End-to-end machine learning project (Machine Learning Study 6)

Use real data

When you study机器学习 it is better to use real-world data rather than artificial data. As it happens, there are thousands of data sets to choose from, covering a variety of fields.

The data in this article comes from the California housing price data of the StatLib warehouse (see the picture below). It is based on the 1990 California Census data, not the most recent data. Don’t be too entangled, our focus is on study机器学习, is not discussing the issue of housing prices.

Insert image description here

Talk by looking at pictures

机器学习The first task is to use California census data to build a model of housing prices in the state. Your model should learn from this data and be able to predict the median house price in any area, given all other metrics.

Framing problem

Building a model may not be the end goal, but how does the company expect to benefit from using the model? Therefore, understanding your goals is crucial because it will determine how you will frame the problem, which algorithms you will choose, which performance metrics you will use to evaluate your model, and how much effort you will spend tuning it.

The output of your model (a prediction of the median house price in an area) will be fed into another machine learning system (see image below), and many other downstream systems will decide whether it is worth investing in a given area. . Getting this right is crucial as it directly affects revenue.

What is the current solution, if any? The current situation will often give you a reference for performance and insights on how to solve the problem
. House prices in the area are currently estimated manually by a team of experts who gather the latest information about the area, and when they can't get the median house price, they use complex rules to estimate it.
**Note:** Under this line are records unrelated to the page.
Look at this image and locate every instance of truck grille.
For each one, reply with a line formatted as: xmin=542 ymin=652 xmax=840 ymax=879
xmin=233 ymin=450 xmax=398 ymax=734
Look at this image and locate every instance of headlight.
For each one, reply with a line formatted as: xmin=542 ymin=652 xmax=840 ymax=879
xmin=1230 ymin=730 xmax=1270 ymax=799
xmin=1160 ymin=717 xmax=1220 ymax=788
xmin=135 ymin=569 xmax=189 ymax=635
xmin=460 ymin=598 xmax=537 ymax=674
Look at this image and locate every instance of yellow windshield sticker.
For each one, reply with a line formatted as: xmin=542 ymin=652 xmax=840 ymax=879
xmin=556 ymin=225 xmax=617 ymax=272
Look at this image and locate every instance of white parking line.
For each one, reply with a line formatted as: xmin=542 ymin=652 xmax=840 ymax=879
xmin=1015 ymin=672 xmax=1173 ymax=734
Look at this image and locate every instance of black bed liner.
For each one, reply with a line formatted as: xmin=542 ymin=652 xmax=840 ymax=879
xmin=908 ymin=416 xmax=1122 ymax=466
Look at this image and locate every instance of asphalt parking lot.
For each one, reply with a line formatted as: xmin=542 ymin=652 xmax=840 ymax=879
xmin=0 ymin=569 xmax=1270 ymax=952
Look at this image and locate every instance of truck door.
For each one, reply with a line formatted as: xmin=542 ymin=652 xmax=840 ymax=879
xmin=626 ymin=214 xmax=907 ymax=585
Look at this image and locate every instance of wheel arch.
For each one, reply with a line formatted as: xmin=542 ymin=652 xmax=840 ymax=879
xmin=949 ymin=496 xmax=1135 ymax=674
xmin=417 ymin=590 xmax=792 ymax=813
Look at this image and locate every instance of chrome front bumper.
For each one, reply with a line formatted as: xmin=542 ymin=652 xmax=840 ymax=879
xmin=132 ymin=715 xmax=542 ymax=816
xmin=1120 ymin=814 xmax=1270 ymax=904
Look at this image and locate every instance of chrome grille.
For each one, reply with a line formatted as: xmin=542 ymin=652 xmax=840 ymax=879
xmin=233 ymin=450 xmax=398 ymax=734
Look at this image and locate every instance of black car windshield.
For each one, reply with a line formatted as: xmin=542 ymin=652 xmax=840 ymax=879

Insert image description here

It was expensive and time-consuming, and their estimates were inaccurate, often realizing their estimates were off by more than 30% by the time they tried to find the actual median home price. That’s why the company thought it would be useful to build a model that predicts the median house price in the area, taking into account other data about the area. Census data seems like a good data set because it includes median home prices for thousands of areas, among other data.

pipeline

The sequence of data processing components is called a data pipeline. Pipelines are very common in machine learning systems because there is a lot of data to operate on and many data transformations to be applied.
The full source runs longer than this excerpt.